Inteligência Artificial - O termo Inteligência Artificial (IA) foi cunhado por John
McCarthy em 1956, que definiu IA como "a ciência e engenharia de fazer máquinas
inteligentes". Mas o interessante é que pelo menos uma década antes do surgimento
desse termo já havia importantes trabalhos na área, a maioria em modelos
conexionistas conhecidos hoje por redes neurais artificiais. Conexionismo, como
proposto, é uma forma de pensar sistemas nos quais a inteligência emerge de
estruturas de aprendizado representadas por redes compostas de unidades de
processamento simples. A inspiração dos conexionistas foi/é o cérebro, que nada
mais é que uma rede imensa, dinâmica auto-organizável de células nervosas
altamente especializadas (mas simples) - os neurônios, que por sua vez se conectam
a milhares de outros resultando num processamento amplamente paralelo e não
linear.
É razoável afirmar que por um longo tempo houve confrontos ideológicos entre
modelos conexionistas e simbólicos, mas atualmente a visão dominante é integrativa,
como em sistemas híbridos; por exemplo, nós humanos podemos manipular símbolos
mas nossa representação de conhecimento é completamente distribuída. E nesse
processo de amadurecimento, a área de IA evoluiu bastante e incorporou muitos
novos modelos e abordagens com diferentes estruturas de aprendizado. Isso
possibilitou a representação e resolução de vários tipos de problemas que exigem
habilidades cognitivas não triviais, tais como classificação, busca, processamento de
linguagem natural, etc.
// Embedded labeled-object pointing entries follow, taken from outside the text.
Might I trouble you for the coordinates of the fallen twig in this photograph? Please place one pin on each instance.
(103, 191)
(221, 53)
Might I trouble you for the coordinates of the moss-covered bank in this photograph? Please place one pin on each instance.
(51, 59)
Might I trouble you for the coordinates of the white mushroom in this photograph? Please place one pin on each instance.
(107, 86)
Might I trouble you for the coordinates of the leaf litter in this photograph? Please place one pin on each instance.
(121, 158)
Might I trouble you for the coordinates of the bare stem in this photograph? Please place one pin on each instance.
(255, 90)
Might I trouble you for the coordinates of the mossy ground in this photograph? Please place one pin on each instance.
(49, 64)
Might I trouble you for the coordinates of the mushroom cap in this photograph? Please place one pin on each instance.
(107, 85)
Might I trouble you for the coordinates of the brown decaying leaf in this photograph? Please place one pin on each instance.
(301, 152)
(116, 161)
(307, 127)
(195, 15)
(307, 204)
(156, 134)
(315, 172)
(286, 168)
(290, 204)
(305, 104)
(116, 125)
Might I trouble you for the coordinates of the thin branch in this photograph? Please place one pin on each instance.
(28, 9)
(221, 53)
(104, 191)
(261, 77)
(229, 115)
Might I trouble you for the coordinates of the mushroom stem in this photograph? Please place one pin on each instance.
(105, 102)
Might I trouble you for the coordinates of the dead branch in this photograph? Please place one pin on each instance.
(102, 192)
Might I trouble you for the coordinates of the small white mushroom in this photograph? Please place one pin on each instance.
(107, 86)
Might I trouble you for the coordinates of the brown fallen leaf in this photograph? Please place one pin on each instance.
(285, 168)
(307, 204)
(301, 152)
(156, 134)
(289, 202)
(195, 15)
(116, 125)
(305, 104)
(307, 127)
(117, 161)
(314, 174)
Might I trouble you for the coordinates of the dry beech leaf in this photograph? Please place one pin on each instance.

Mas, importante, em qualquer um desses casos, não há o que
se discutir: a inteligência dos sistemas não é um produto de programação explícita de
regras. Ela emerge de estruturas de aprendizado artificiais. Pensar que a inteligência
é fruto direto da programação é retroceder ao pensamento talvez de Ada (Lovelace)
nos primórdios da Computação, como bem refuta Turing em seu artigo para a revista
Mind na década de 50 (ver a seguir).
A busca por um modelo geral de inteligência que incorpore todos os outros e
eventualmente permita que sistemas se igualem ou excedam as habilidades
cognitivas humanas ficou conhecida como IA forte. O que se convencionou chamar de
IA fraca, por outro lado, consiste no uso de sistemas inteligentes em problemas
(muitas vezes extremamente complexos) que envolvam a necessidade de
aprendizado mas que não necessariamente incorporem aspectos de consciência,
ética, crenças, desejos e intencionalidade.
Outro tipo comum de crítica à IA, tão inocente quanto creditar a inteligência do
sistema ao programador, é questionar se um sistema inteligente pode revelar
Inteligência quando se compõe apenas de programas (imutáveis) de computador, um
sistema operacional e hardware que não são inteligentes individualmente. Ora, esse
argumento nega as evidências de existência da evolução e da inteligência (humana)
como fenômeno emergente. Encontramos uma grande quantidade de fenômenos
emergentes inteligentes na natureza, a começar pelo próprio homem. Estruturas de
aprendizado naturais estão apoiadas sobre uma infraestrutura química/biológica que
não são necessariamente, de longe, inteligentes.
Aliás, há uma década tivemos (Fernando) o privilégio de, num mesmo mês, assistir o
embate de ideias de Searle e Daniel Dennett, exatamente sobre o tema desse artigo.
Lá, debateu-se assuntos certamente mais importantes que saber se os estádios
brasileiros vão ficar prontos para a Copa de 2014: "the ghost in the machine",
epifenomenologia, solipsismo, livre-arbítrio, cibernética e muitos outros.